Ah si, c'est possible. La preuve, je me tire !





Je me lève de ma chaise en prenant soin de ne pas faire mal à Adam et le rend à son père. Je quitte en furie le café. J'ai vraiment l'impression que je suis en plein cauchemar. Comment peut-elle se repointer comme ça ? On n'est pas dans le monde des Bisounours. Comme madame veut réapparaître dans ma vie, elle revient comme une rose. Je rêve. Il n'y a pas marqué débile sur mon front non plus.





Carolina !





C'est qu'en plus, elle me suit ! Elle ne lâche pas contrairement à avant. « Caro ! » C'est la goutte qui fait déborder le vase. Elle n'a pas le droit. Elle ne peut pas faire ça. Je fais volte face et la découvre juste devant moi.





Plus jamais, tu ne m'appelles comme ça ! Je pointe son visage de mon index. Tu as perdu le droit de m'appeler Caro quand tu t'es cassée alors que j'avais le plus besoin de toi. Plus de Caro pour toi, fini !

Ne te mets pas en colère contre Lukas, c'était mon idée.

De mieux en mieux !

Tu es ma sœur, Carolina et...

Et rien du tout, la coupai-je. Est-ce que tu es vraiment ma sœur ? Je ne pense pas. Tu fais plutôt partie des personnes qui ont été éduquées avec moi, mais tu n'es pas ma sœur. Si tu l'étais vraiment, tu ne m'aurais pas laissé. Tu ne serais pas partie alors que j'étais en train de me noyer dans toutes ces merdes à cause de mon genou. Tu seras restée si c'était le cas et tu m'aurais aidé. Tu n'as rien fait de tout ça. Rien, nada.

Et j'en suis désolée ! S'écrit-elle. Je le regrette amèrement et crois-moi quand je te dis ça.

J'ai arrêté de te croire quand tu t'es rangé du côté à notre cher père.





Je me retourne et la laisse sur ce trottoir près du café. Qui aurait cru qu'elle allait réapparaître dans ma vie ? Pas moi en tout cas. J'ai osé espérer qu'elle revienne dans ma vie pendant des mois, mais elle n'est jamais revenue, alors j'ai arrêté d'y croire. Je me suis faite à l'idée qu'elle m'avait lâchée. Ma sœur avec qui j'avais une relation fusionnelle m'avait laissé tomber alors que je venais de me tuer le genou, que j'avais appris que je ne pourrais plus refaire de handball. Et le pire dans tout ça, c'est qu'elle n'était pas là pour me sortir la tête de l'eau lorsque j'étais en train de sombrer dans toutes ces merdes illicites.

Elle n'était pas là pour me faire la morale, pour me secouer et me dire mes quatre vérités en face.

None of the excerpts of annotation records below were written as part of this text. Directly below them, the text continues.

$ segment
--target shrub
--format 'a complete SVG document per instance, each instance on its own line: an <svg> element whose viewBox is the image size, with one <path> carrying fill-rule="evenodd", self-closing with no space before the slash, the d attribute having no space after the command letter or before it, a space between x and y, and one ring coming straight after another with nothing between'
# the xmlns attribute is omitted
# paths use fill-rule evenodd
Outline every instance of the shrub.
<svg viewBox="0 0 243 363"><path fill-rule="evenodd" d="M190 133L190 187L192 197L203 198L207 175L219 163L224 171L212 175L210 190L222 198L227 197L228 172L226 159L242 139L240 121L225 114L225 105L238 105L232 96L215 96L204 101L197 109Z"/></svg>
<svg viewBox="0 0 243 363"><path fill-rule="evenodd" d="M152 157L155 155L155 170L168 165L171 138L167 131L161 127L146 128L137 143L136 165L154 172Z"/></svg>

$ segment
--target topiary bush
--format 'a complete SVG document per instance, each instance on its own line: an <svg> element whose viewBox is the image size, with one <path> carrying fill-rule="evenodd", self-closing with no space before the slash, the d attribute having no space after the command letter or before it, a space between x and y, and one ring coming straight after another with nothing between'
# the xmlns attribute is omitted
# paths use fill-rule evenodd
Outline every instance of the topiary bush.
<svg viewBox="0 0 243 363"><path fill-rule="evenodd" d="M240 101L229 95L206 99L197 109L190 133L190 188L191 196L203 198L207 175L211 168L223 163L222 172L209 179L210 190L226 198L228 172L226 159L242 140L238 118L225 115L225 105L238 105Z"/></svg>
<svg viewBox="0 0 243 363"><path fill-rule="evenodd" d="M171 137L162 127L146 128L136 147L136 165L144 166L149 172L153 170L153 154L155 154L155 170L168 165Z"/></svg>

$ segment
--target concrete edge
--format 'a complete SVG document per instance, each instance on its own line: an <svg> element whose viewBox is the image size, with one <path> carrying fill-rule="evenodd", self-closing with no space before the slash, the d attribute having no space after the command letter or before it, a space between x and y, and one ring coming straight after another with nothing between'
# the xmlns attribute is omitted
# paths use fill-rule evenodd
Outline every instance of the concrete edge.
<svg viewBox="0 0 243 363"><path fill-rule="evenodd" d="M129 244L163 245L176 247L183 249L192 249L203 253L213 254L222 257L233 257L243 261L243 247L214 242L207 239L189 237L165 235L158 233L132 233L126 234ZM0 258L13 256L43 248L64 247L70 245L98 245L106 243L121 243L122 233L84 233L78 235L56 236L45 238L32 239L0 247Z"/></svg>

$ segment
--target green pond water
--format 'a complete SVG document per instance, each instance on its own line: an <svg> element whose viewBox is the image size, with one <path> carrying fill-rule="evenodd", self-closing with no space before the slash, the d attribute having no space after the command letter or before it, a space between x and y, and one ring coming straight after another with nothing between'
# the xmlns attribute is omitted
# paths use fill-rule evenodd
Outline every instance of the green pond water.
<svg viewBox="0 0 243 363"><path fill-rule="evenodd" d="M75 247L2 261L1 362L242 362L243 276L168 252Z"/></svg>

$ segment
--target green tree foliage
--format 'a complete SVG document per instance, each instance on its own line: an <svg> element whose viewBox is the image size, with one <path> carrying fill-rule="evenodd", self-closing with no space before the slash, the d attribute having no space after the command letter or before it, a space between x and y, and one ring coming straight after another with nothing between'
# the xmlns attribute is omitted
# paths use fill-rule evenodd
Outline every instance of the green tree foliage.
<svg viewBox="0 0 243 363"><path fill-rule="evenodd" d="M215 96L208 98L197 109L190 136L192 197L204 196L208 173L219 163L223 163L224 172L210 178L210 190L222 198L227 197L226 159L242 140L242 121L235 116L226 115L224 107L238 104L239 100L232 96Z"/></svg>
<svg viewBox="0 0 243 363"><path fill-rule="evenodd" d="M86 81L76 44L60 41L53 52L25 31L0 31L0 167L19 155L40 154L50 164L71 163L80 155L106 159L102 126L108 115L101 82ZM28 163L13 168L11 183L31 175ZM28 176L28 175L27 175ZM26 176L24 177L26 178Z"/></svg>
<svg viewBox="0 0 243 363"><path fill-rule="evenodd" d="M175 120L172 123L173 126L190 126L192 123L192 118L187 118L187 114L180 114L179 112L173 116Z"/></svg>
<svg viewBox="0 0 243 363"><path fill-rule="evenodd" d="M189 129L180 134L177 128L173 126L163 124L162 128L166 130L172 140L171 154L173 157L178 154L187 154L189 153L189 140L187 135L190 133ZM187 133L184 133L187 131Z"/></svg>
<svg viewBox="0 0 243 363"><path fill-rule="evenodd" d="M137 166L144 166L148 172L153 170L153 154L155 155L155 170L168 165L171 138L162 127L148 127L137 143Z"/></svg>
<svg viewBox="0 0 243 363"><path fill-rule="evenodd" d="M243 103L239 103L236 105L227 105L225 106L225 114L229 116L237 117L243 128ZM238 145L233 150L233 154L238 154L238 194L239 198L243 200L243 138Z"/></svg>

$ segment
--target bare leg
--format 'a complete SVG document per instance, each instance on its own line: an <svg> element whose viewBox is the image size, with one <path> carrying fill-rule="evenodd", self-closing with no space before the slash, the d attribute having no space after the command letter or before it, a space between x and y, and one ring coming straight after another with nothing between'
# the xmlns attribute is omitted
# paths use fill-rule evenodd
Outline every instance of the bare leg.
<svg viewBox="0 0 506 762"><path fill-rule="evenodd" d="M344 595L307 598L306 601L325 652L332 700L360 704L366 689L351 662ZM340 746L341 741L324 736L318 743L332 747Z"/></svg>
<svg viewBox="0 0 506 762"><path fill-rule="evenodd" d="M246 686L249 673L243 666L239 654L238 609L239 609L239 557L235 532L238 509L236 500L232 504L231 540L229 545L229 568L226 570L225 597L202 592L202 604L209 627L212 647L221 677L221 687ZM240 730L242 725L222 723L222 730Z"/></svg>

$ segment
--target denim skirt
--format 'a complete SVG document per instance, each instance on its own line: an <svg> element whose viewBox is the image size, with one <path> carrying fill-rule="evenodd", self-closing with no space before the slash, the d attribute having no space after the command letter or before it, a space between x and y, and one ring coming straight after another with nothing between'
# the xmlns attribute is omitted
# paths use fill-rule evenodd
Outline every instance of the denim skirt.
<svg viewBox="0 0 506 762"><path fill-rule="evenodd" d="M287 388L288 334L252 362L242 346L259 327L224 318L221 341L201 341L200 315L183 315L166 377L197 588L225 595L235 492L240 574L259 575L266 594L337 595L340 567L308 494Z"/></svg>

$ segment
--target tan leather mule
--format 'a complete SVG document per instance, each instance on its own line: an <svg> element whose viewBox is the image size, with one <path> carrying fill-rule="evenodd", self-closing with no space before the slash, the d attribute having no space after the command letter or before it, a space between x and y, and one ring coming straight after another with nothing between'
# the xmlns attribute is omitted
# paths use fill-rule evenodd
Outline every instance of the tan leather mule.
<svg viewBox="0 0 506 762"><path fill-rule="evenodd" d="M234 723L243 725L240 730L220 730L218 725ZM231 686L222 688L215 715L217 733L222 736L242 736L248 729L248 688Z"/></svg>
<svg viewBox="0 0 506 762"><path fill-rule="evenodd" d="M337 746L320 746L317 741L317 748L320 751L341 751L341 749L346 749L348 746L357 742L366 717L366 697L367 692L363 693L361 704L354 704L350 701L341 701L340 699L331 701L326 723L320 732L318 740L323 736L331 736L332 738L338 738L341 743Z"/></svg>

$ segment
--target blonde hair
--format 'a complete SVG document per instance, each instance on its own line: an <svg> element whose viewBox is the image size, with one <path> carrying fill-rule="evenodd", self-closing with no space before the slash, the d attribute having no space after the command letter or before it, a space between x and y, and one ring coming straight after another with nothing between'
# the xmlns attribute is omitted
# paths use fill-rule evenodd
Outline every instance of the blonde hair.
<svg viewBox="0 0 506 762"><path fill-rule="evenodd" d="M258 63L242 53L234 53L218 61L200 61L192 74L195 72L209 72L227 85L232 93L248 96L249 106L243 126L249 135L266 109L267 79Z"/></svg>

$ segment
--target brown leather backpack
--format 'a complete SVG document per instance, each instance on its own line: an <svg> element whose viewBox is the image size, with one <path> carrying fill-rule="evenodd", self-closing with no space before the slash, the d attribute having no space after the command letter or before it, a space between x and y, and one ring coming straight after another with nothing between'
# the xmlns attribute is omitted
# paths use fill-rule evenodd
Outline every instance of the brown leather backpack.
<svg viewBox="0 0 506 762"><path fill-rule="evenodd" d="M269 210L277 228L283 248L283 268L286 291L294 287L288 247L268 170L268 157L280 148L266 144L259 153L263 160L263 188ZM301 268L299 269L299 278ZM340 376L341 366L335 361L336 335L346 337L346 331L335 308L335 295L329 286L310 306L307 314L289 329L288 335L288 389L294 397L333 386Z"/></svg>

Elle n'était pas là pour le faire et Lukas a dû la remplacer. Il a été le premier de ma famille à comprendre que quelque chose n'allait pas chez moi, que j'avais changé et que j'étais en train de mourir à petit feu. Il m'a plongé la tête dans une bassine froide avec Elena, c'est clairement ce que j'ai ressenti. Ils m'ont tous les deux remis les idées en place. Je me tuais moi-même et je le savais, mais quand vous perdez la seule raison pour laquelle vous vous levez le matin, votre vie n'a plus de sens, vous vous sentez déjà mort. La seule chose que vous pouvez faire, c'est contribuer à votre fin et regarder les dégâts. Regarder votre vie éclater en mille morceaux.